SÜNEN EBU DAVUD

Bablar    Konular    Numaralar  

SALAT BAHSİ

<< 928 >>

DEVAM: 165-166. Namazda Selam Almanın Hükmü

 

حَدَّثَنَا أَحْمَدُ بْنُ حَنْبَلٍ حَدَّثَنَا عَبْدُ الرَّحْمَنِ بْنُ مَهْدِيٍّ عَنْ سُفْيَانَ عَنْ أَبِي مَالِكٍ الْأَشْجَعِيِّ عَنْ أَبِي حَازِمٍ عَنْ أَبِي هُرَيْرَةَ عَنْ النَّبِيِّ صَلَّى اللَّهُ عَلَيْهِ وَسَلَّمَ قَالَ لَا غِرَارَ فِي صَلَاةٍ وَلَا تَسْلِيمٍ قَالَ أَحْمَدُ يَعْنِي فِيمَا أَرَى أَنْ لَا تُسَلِّمَ وَلَا يُسَلَّمَ عَلَيْكَ وَيُغَرِّرُ الرَّجُلُ بِصَلَاتِهِ فَيَنْصَرِفُ وَهُوَ فِيهَا شَاكٌّ

 

Ebû Hureyre (r.a.)'ın rivayetine göre; Nebi (s.a.v.) "Namazda noksanlık yapmak ve selam vermek (caiz) olmaz" buyurmuştur.

Ahmed (b.

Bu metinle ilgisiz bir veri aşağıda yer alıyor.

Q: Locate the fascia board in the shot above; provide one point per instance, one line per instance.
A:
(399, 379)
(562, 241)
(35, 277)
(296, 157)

Hanbel) dedi ki: Bana göre (bu hadisin) mânâsı, "Namazda selâm verme sana da selâm verilmesin. Kişi namazını eksik kılar, sonra da namazından şüpheli olarak çıkar" demektir.

 

 

Diğer tahric: Ahmed b. Hanbel, II, 461.

 

AÇIKLAMA:    

 

Namazda noksanlık iki şekilde olabilir:

 

1. Rükû'u veya secdeyi eksik yapmakla olur.

 

2. Namazın üç rekât mı, yoksa dört rekât mı kılındığından şüpheye düşül­düğü halde üç rekât kıldığını kabul edecek yerde dört rekât kıldığını kabul etmek ve bunun kaçınılmaz bir neticesi olarak da namazı şüpheli olarak bi­tirmekle olur. Oysa bu gibi durumlarda rek'at sayısının daha azının kılındı­ğı kabul edilmelidir. İşte o zaman şüpheden kurtulmak mümkündür.

 

Ahmed b. Hanbel (r.a.)'e göre, "namazda noksanlık yapmak (caiz) olamaz" sözünden kast edilen ikinci maddede zikrettiğimiz noksanlık şekli­dir ki, namazı şüpheli kalacak şekilde kılmak caiz değildir. Esasen böyle kı­lınan namaz fasittir.

 

"Teslim=selam vermek" kelimesini mecrûr ve mensûb olarak iki şe­kilde de okumak mümkündür. Bu durumda okunuş şekillerine göre iki tür­lü mânâ ortaya çıkar:

 

1. Kesre olarak okunacak olursa, o zaman, "salat = namaz" kelimesi üzerine atf edilmiş olduğu kabul edilir ki şu mânâya gelir: "selâmda nok­sanlık yapmak caiz değildir." Yani ne selâm veren sadece selâm kelimesiyle yetinerek "aleyküm" lafzını ihmal edebilir, ne de selam alacak olan kimse sadece "ve aleyküm" demek suretiyle gerisini söylemekten kurtulabilir. Bi­naenaleyh selâm vermek isteyen "es-selâmü aleyküm" kelimelerini noksan­sız olarak söylemelidir. Selâm almak isteyen de "ve aleykümu's-selâm" kelimelirini eksiksiz olarak söylemelidir. Baştan veya sondan kelimenin bi­rini söylememek caiz değildir, selâmı selâm olmaktan çıkarır.

 

2. Fetha olarak okunacak olursa, o zaman da "Gırar = noksanlık" ke­limesinin üzerine atf edilmiş olduğu kabul edilir ki, şu mânâya gelir: "Na­mazda selâm vermek (veya almak caiz) olmaz." İşte Ahmed b. Hanbel'in hadisten anladığı da budur. Esasen babın başlığına uygun düştüğü için biz de tercümemizde bu mânâyı tercih ettik.

 

Namazda selâm almanın veya namazda selâm vermenin hükmü ve bu mevzudaki ilim adamlarının görüşleri 923 ve 925 numaralı hadis-i şeriflerin açıklamalarında geçmiş bulunmaktadır.